Under the SPA with Streeterville, as amended by the SPA Amendment, the Company has received an aggregate of $3,800,000 from Streeterville out of the total $10,000,000 committed amount, resulting in an outstanding principal balance of $4,066,000, excluding any accrued interest and prior to any pre-paid purchases discussed below.
As of February 27, 2025, Streeterville has purchased, and the Company has issued, a total of 3,608,819 common shares to satisfy pre-paid purchases made through this date, based on the pricing formula described in Item 1.01 of the Current Report on Form 8-K filed with the SEC on December 23, 2024. As a result, the outstanding balance has been reduced to $1,272,550.97 as of February 27, 2025.

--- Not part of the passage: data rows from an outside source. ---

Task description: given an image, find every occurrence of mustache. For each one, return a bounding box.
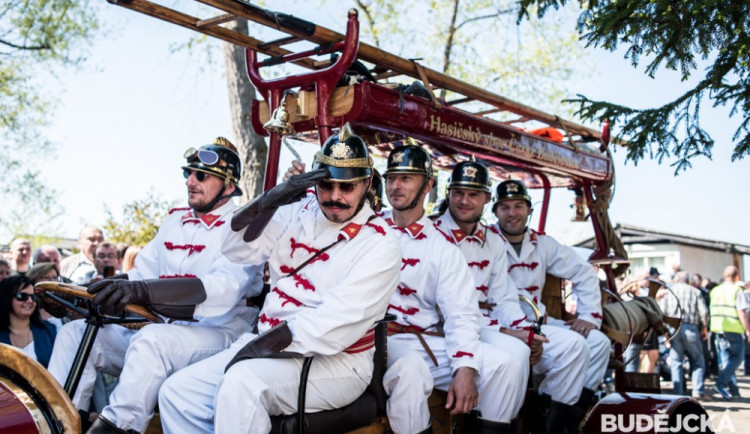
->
[321,200,352,209]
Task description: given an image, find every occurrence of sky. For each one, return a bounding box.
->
[8,4,750,274]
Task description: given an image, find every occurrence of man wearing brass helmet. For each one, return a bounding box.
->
[383,144,529,433]
[492,180,610,432]
[435,159,589,433]
[49,137,263,433]
[159,126,401,433]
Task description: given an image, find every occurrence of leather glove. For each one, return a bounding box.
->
[88,278,206,320]
[224,321,302,372]
[231,169,330,242]
[87,279,150,314]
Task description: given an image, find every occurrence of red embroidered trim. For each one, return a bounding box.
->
[258,313,281,327]
[271,288,302,307]
[451,351,474,359]
[289,238,330,264]
[508,262,539,273]
[398,285,417,295]
[469,259,490,270]
[164,241,206,256]
[365,223,385,236]
[401,258,419,271]
[388,304,419,315]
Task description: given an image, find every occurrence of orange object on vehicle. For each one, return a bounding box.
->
[529,127,563,143]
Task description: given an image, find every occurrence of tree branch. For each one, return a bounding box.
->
[0,39,51,51]
[456,8,515,30]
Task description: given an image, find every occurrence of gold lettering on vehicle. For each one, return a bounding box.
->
[429,114,578,167]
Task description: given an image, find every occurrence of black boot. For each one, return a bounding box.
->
[547,401,581,434]
[571,387,596,426]
[524,392,552,434]
[86,415,135,434]
[463,411,510,434]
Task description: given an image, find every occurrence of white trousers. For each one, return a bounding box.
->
[547,317,611,391]
[481,325,589,405]
[159,333,375,434]
[383,333,530,434]
[50,318,250,432]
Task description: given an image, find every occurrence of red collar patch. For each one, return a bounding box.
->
[339,223,362,240]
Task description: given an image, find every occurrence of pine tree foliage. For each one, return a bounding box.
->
[518,0,750,172]
[0,0,98,234]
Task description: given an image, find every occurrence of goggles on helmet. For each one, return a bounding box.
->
[183,148,219,166]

Following the Company’s filing of its last quarterly report for the quarter ended December 31, 2024, and as a result of the share issuance to the former financial advisor for the first installment disclosed under Item 3.02 above, along with Streeterville’s purchases of shares under the SPA, the Company has 26,894,933 outstanding common shares as of February 27, 2025.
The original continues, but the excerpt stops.